In Johannes 9:1-3 ontmoette de Here Jezus de blindgeborene, waarop de discipelen Hem vroegen: “Wie heeft gezondigd, deze, of zijn ouders, dat hij blind geworden is?” De Here Jezus moest hen in deze gedachtegang corrigeren en vertelde hen dat de werken Gods in Hem zichtbaar moesten worden.
Nu even terug naar Deuteronomium 5:9-10. Het gaat hier om de zegen en de vloek waarmee de Here God Zijn volk tegemoet treedt bij het gehoorzamen, of verwerpen van Zijn geboden.
Wanneer nu het volk de geboden van de Here verwerpt, zal de Here hen daarvoor bestraffen, maar ook hun kinderen die in de voetsporen van de ouders ook weer Gods geboden verwerpen en daarna weer hun kinderen, enz. Er staat niet tot het vierde geslacht, maar het zal doorgaan bij ieder geslacht dat zich van de Here afwendt. Zijn verordeningen gelden voor alle geslachten en ook Gods straffen voor wie ze niet opvolgen. Er staat dus niet, dat de zonde van de ouders tot in het vierde geslacht doorwerkt, dan lezen we dit vers verkeerd. Gods verordeningen en oordeel op de ongehoorzaamheid blijven geldig, voor elke daarop volgende generatie.
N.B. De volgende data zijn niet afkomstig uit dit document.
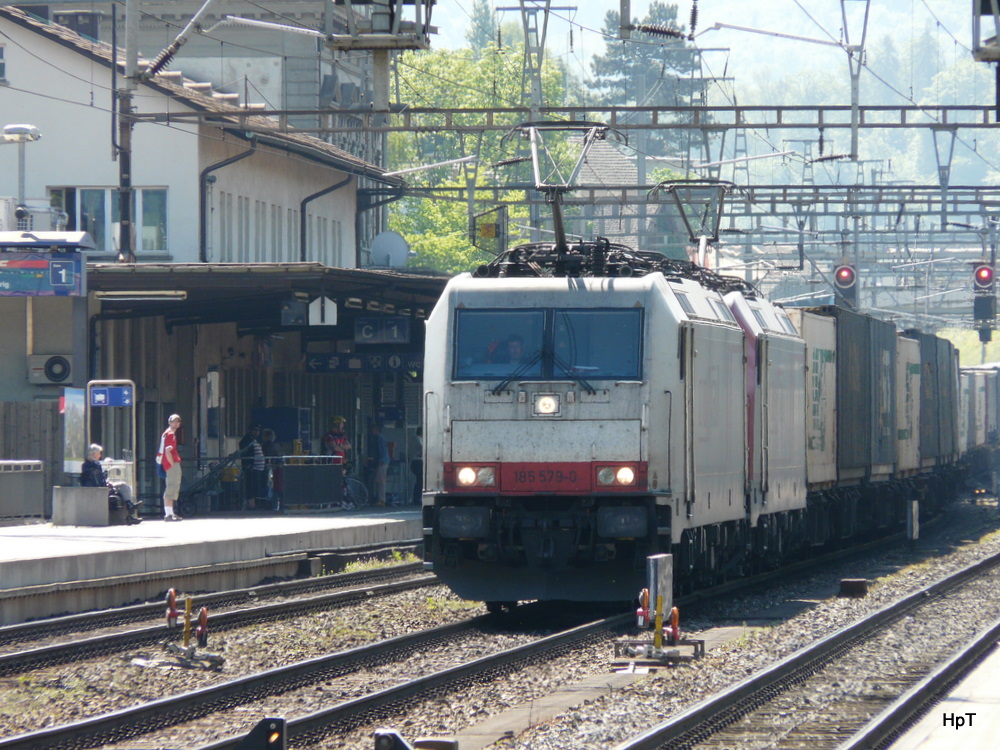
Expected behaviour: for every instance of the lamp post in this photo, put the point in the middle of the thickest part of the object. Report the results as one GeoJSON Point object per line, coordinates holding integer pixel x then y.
{"type": "Point", "coordinates": [20, 134]}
Een heel andere geval is het, wanneer iemand ouders heeft die zich met satanische zaken bezig hebben gehouden. Dan kan het voorkomen dat ook de kinderen daarmee belast (besmet) kunnen worden. Ze zijn immers opgegroeid in een gezin en huis waar zulke satanische praktijken uitgeoefend werden! We hebben dan te maken met een directe occulte besmetting die kinderen door het gedrag van hun ouders oplopen. Maar dan is er nog steeds geen sprake van een soort genetisch occulte besmetting tot in het vierde geslacht. Zover ik Gods Woord versta, is er alleen gevaar voor directe occulte besmetting, dus d.m.v. persoonlijk contact met occulte personen en niet voor erfelijke overdracht, waarbij de persoon zelf nooit contact met occulte krachten gehad heeft.


Waarom is het volgens Openbaring 8:1 een half uur stil in de hemel? (J. G. te H.)

Antwoord:
In Psalm 65:2 staat: “U komt stilheid toe, een lofzang, o God in Sion.” De stilheid die in deze Psalm beschreven wordt, heeft te maken met de aanbidding en eerbied voor de grootheid van God. In Openbaring 8:1-4 lezen we hoe de engel met een gouden wierookvat het reukwerk op het gouden altaar brengt en het voor Gods aangezicht laat opstijgen. Het moment van stilte in de hemel heeft allereerst te maken met ontzag voor de heiligheid en grootheid van God. Vervolgens spreekt het ook over een moment van ‘stilte voor de storm’. Het zijn vreselijke oordelen, die na deze stilte over de aarde uitgestort worden.